BANDARLAMPUNG — Gubernur Lampung Rahmat Mirzani Djausal menekankan bahwa pembangunan daerah tidak bisa hanya bertumpu pada angka pertumbuhan ekonomi atau Produk Domestik Regional Bruto (PDRB) yang tinggi. Ia menilai pengalaman berbagai daerah membuktikan bahwa laju ekonomi yang pesat belum tentu berbanding lurus dengan peningkatan kesejahteraan warga.
“PDRB yang tinggi belum tentu bisa memakmurkan masyarakat. Kekayaan suatu daerah belum tentu mampu meningkatkan kesejahteraan masyarakat tanpa adanya SDM yang unggul,” tegas Gubernur Mirza di hadapan para rektor dan pimpinan perguruan tinggi swasta dari berbagai daerah di Indonesia.
Kesenjangan Nilai Tambah Komoditas Jadi Pekerjaan Rumah
Lampung memiliki kekuatan besar di sektor pangan dan pertanian, mulai dari padi, jagung, singkong, kopi, hingga kakao. Namun, potensi tersebut masih menghadapi persoalan klasik: rendahnya nilai tambah karena sebagian besar komoditas keluar daerah dalam bentuk bahan mentah.
Kondisi itu diperparah dengan kenyataan bahwa kesuburan tanah tidak otomatis berbanding lurus dengan kualitas SDM setempat. Karena itu, Gubernur Mirza menegaskan pentingnya menghubungkan kekayaan sumber daya alam dengan kapasitas sumber daya manusia melalui peran aktif kampus.
Kampus Tak Cukup Hanya Menghasilkan Ijazah
Gubernur Mirza menyoroti kesenjangan antara jumlah lulusan sekolah menengah dengan ketersediaan lapangan kerja. Menurutnya, desain pendidikan harus lebih adaptif terhadap kebutuhan industri dan perkembangan ekonomi, bukan sekadar mengejar gelar akademik.

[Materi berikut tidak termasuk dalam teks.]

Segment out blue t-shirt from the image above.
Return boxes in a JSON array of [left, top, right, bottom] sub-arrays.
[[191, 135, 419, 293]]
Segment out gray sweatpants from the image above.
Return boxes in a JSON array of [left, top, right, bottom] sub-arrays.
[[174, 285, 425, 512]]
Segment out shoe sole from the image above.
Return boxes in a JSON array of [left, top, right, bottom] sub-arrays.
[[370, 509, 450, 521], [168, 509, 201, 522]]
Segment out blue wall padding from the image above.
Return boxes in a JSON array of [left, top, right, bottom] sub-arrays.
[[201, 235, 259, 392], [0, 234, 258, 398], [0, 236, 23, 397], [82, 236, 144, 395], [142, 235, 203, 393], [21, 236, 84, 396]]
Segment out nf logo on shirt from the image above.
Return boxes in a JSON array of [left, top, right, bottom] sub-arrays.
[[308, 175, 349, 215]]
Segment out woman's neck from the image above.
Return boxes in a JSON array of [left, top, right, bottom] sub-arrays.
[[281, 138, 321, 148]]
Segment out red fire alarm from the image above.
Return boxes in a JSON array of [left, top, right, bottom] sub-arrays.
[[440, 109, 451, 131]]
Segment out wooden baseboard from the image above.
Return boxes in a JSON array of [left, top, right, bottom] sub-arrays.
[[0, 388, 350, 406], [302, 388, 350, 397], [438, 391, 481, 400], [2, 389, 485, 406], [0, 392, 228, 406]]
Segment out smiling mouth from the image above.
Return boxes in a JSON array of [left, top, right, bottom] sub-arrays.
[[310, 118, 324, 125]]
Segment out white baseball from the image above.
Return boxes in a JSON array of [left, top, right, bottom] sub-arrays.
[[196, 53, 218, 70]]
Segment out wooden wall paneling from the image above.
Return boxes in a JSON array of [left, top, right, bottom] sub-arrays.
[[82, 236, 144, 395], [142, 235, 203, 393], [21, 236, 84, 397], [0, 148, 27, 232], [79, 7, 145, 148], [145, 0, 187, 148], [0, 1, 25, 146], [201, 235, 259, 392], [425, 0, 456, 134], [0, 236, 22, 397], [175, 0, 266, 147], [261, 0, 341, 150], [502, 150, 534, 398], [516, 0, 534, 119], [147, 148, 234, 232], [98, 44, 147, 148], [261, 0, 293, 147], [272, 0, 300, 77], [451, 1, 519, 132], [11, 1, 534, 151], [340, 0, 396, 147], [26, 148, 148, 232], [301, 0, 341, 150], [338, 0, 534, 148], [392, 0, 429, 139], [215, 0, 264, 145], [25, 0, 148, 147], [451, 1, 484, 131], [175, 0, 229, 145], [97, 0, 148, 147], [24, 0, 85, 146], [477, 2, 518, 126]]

“Universitas harus beradaptasi dengan industri yang akan hadir di Provinsi Lampung. Kita harus menyiapkan SDM untuk bersaing, bukan hanya untuk mencari pekerjaan,” ujarnya.
Ia menilai perguruan tinggi dituntut melahirkan lulusan yang memiliki kompetensi, keterampilan, kreativitas, serta kemampuan menciptakan peluang usaha sendiri.
Hilirisasi di Desa Jadi Kunci Perubahan Struktur Ekonomi
Pemerintah Provinsi Lampung tengah mendorong perubahan struktur ekonomi agar lebih inklusif, terutama melalui penguatan hilirisasi komoditas dan penciptaan lapangan kerja di tingkat desa. Gubernur Mirza mencontohkan jagung yang tidak hanya dijual sebagai bahan mentah, tetapi bisa dikembangkan menjadi pakan ternak hingga produk turunan lainnya.
“Kenapa hilirisasi belum maksimal dilakukan di desa? Salah satunya karena kita kekurangan SDM yang memiliki kemampuan untuk mengolahnya,” jelasnya.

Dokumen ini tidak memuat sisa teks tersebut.